Every woman in the business has similar stories and grapples with questions most male colleagues never have to consider. All reporters must weigh the motivations of a source, but the question is especially fraught when the source might end up making sexual overtures. It often forces women to choose between career obligations and personal comfort or safety.
“I have 100 percent not gone to events or games or press conferences that would have helped my career, or helped a story I was working on, because I didn’t want to run into someone who was being creepy with me — and I know I’m not alone in that regard,” Knight said. “You wonder how many people have left the business because they didn’t want to deal with it, especially if they’re young or just starting out. They might have an incident and think, ‘Yep, this is not for me.’”
After the Astros won the 2019 American League Championship Series, their assistant general manager, Brandon Taubman, heckled female reporters in the clubhouse, gloating about the team’s acquisition of pitcher Roberto Osuna, who was serving a suspension for domestic violence when the Astros traded for him. The team initially supported Taubman and criticized the reporter’s account — which was verified by multiple witnesses — before firing him three days later.

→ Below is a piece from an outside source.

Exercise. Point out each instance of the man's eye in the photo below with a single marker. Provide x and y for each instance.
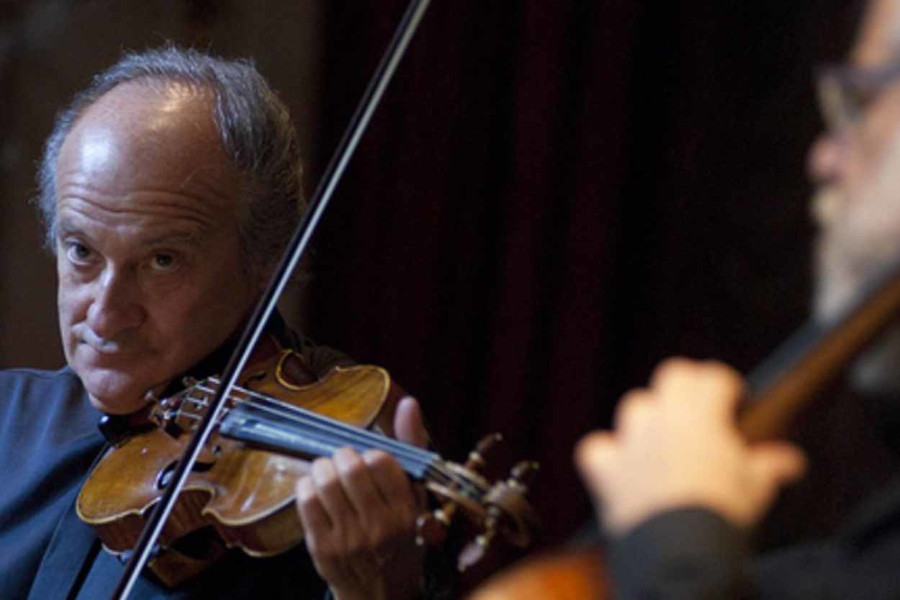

As an assistant, Taubman was mainly in the background for the Astros. As general manager, Porter was positioned to be a public face of the Mets organization, a daily presence for updates and explanations to the news media. Most reporters strive to build a solid working relationship with the general manager, and Porter’s history would have made that impossible.
Keeping Porter would have been a tacit endorsement of the often hostile work environment for women in baseball. Alderson said he understood that behavior like Porter’s is all too common.
“I think it’s an indictment of the industry, but more broadly it’s an indictment of our society,” Alderson said. “I think this happens in lots of places, and it’s tolerated in too many places.”